Os ataques vem de pessoas que enxergam ser contraditório que uma mulher possa se declarar a favor do aborto legal e, ao mesmo tempo, manifestar o desejo de ser mãe. Ela garante que o argumento é usado como estratégia para descredibilizar a pauta. “São raras as mulheres que pensam assim.
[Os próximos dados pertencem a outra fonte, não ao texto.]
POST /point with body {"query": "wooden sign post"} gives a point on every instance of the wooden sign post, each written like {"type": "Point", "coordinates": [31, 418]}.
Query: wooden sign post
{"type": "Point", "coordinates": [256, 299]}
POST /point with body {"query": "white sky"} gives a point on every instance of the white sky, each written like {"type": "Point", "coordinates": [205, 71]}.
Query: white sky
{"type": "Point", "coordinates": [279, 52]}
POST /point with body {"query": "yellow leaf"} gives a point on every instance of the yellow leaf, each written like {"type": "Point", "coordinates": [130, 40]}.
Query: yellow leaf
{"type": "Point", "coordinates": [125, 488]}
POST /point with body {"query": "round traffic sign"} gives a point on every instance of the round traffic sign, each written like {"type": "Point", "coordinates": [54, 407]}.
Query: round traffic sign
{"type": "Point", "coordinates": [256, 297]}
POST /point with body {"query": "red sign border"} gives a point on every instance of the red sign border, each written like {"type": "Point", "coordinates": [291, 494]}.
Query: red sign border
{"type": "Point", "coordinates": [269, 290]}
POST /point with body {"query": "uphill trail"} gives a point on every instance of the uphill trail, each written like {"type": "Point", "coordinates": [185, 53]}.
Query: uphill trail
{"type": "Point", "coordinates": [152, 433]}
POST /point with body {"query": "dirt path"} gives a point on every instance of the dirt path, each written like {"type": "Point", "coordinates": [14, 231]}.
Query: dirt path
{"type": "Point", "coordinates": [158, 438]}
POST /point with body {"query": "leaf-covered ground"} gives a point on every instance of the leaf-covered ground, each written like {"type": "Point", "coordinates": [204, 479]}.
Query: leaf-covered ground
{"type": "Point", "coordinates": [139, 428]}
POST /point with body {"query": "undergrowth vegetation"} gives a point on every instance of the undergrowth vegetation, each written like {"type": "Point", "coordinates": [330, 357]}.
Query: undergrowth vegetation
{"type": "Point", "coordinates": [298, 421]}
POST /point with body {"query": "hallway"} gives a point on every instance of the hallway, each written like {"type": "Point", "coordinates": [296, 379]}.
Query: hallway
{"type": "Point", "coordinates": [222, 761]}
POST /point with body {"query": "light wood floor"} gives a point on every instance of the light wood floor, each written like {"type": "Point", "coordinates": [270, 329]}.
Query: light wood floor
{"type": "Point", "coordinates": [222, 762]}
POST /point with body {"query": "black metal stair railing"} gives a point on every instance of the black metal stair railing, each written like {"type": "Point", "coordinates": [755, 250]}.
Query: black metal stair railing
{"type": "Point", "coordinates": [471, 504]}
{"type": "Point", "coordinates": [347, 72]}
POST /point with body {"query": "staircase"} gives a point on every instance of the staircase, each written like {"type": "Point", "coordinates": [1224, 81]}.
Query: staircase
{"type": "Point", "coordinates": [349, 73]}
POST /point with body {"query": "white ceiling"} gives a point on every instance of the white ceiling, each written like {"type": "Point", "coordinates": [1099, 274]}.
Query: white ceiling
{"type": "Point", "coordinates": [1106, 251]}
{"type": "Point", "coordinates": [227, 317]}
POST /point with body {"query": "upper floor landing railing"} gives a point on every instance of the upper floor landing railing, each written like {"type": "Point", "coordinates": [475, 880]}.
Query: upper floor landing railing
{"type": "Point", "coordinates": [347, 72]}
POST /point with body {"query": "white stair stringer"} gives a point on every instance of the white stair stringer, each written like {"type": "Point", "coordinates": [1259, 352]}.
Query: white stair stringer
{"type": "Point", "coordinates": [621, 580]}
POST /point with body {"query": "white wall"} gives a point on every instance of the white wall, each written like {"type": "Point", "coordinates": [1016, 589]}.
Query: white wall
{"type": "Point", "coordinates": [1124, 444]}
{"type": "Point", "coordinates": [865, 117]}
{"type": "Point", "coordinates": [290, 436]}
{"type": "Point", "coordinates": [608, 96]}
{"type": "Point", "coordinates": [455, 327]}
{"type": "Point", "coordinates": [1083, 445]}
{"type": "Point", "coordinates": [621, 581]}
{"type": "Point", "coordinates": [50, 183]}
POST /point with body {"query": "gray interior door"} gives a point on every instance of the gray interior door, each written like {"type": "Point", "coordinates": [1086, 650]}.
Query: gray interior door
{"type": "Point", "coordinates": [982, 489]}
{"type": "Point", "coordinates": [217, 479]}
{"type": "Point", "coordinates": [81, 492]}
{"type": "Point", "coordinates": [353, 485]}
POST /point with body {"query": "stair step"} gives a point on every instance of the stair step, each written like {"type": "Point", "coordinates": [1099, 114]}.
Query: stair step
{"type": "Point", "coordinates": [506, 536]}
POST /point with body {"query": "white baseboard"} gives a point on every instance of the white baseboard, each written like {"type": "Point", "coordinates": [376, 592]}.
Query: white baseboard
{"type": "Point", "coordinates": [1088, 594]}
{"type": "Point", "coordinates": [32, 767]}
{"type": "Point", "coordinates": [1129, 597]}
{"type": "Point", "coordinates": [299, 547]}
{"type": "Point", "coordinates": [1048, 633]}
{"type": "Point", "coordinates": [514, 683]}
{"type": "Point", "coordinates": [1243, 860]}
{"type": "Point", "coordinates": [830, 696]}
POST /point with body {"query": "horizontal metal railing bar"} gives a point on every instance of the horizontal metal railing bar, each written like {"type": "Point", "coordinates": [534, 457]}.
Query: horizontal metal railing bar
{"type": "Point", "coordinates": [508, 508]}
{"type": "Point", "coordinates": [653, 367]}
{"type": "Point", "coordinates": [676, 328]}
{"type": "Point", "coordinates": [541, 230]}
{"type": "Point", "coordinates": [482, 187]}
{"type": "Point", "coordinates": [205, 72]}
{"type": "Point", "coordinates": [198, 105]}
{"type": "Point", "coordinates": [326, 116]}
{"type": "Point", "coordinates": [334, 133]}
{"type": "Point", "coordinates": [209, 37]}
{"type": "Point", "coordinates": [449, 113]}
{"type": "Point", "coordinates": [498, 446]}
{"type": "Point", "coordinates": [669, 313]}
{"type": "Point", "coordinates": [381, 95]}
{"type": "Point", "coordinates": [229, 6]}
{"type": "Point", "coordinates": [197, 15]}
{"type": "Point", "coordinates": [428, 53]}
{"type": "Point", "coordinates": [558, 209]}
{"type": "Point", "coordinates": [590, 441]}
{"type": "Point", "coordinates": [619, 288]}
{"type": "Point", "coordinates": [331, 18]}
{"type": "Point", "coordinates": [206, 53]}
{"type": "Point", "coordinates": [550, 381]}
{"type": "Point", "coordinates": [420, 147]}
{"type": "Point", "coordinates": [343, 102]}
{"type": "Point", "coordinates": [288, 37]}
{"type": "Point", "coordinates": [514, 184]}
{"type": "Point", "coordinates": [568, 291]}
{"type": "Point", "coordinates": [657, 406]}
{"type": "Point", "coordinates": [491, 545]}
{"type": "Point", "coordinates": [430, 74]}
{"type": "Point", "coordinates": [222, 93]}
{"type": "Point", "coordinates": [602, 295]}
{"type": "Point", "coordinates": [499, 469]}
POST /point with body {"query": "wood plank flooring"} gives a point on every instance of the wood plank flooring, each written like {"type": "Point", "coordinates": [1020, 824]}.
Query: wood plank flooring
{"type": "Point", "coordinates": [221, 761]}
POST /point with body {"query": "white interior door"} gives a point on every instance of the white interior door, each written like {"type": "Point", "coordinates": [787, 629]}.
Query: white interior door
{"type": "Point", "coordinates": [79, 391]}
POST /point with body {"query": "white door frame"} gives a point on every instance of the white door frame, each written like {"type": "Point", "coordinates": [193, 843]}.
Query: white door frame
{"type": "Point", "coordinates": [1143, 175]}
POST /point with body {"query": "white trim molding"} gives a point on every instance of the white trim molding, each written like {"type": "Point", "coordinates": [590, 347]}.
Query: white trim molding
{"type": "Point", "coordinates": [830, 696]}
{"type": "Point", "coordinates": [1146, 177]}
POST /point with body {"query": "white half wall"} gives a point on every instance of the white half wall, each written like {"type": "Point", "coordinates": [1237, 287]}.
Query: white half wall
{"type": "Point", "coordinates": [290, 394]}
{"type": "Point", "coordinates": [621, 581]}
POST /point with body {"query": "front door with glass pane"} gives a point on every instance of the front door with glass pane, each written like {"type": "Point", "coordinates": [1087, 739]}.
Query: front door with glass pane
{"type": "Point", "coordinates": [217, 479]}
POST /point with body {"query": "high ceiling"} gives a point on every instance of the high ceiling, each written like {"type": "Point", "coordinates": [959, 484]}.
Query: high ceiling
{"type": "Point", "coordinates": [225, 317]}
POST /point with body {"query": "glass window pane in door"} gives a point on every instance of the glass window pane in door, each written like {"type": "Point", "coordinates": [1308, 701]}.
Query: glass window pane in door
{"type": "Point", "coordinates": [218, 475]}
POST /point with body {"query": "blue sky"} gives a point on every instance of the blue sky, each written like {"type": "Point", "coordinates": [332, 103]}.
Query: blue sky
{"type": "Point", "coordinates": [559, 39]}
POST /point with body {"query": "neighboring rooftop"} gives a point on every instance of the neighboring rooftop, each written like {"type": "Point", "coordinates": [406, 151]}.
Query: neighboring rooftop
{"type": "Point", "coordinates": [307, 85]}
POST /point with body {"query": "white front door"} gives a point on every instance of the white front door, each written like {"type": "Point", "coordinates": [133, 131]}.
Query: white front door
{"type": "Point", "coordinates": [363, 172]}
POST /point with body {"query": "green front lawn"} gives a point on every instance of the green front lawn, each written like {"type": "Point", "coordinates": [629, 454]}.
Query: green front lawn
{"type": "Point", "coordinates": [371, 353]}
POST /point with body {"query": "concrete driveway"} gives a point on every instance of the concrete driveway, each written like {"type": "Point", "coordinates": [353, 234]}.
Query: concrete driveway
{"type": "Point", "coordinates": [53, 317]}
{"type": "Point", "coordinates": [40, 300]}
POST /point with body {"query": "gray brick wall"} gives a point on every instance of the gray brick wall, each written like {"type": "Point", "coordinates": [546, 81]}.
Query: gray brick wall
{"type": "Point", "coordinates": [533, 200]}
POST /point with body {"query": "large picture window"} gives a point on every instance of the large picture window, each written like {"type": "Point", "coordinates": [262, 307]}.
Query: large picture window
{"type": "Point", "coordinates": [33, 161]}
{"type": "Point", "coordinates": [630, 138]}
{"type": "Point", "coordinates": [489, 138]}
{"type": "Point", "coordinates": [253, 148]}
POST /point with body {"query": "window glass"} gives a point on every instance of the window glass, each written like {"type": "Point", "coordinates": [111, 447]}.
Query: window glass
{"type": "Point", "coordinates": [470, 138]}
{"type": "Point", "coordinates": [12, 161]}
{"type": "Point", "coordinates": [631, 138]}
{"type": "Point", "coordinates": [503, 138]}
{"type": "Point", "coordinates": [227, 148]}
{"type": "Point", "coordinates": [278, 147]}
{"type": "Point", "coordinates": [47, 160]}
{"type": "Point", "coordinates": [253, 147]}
Normalmente, é um raciocínio utilizado por homens, que ficam indignados que uma mulher possa defender o direito de escolha para si mesma e para a outra”.
Segundo a deputada, isso vai contra a ideia já estabelecida na sociedade de que a maternidade deve ser compulsória — e mostra que deve ser uma escolha planejada, uma vontade, um desejo. “Isso dá um nó na cabeça de muitos, que acabam reagindo de maneira violenta”, afirma.
No seu ponto de vista, é irônico que os ataques partam justamente dos homens, uma vez que, no Brasil, muitos pais não participam da educação de seus filhos. “Muitas mulheres são mãe solo: nunca conseguiram registrar a paternidade de seus filhos porque os caras simplesmente desaparecem ou, quando registram, não são parte cotidiana da formação, não contribuem financeiramente”.
Para Sâmia, o debate deveria ser outro. “Os homens deveriam refletir justamente sobre esse papel, que boa parte deles acaba não tendo, de cumprir com seus deveres na paternidade, no carinho, no cuidado e na divisão das tarefas domésticas”.
Solidariedade feminina
Por outro lado, Sâmia garante que tem sido acolhida pelos colegas parlamentares. “Quando anunciei que estava grávida, recebi mensagens de carinho, desejando boa sorte. Em especial as mulheres, independentemente de seus partidos, acabam sendo solidárias, por também serem vítimas de machismo. Um dia desses, Jandira Feghali (PCdoB) contou que foi a primeira deputada a conseguir licença maternidade, em 1993. Ou seja, é muito recente”, exemplificou.
“A também deputada Clarissa Garotinho (PROS), me contou sobre sua luta pela expansão do tempo da licença maternidade”. Hoje a duração do benefício é de quatro meses para parlamentares mas para as demais servidoras públicas é de seis. “Clarissa disse que quando ficou grávida precisou sair um pouco antes do nascimento do filho, por recomendações médicas, e quando voltou o bebê ainda era muito pequeno, sem que ninguém olhasse com carinho para isso”.
Seu único receio é que, depois do nascimento do filho, passe a ser questionada sobre suas capacidades no ambiente de trabalho. “Acredito que possam, de maneira sutil, insinuar que tenho menos condições de exercer o mandato. Como se fosse um ‘fim de linha’. Ou então que me questionem sobre o período eleitoral: por que decidi ser mãe justo agora, com tantas coisas acontecendo no país. Enfim, insinuações que jamais seriam feitas para um homem que acabou de se tornar pai”.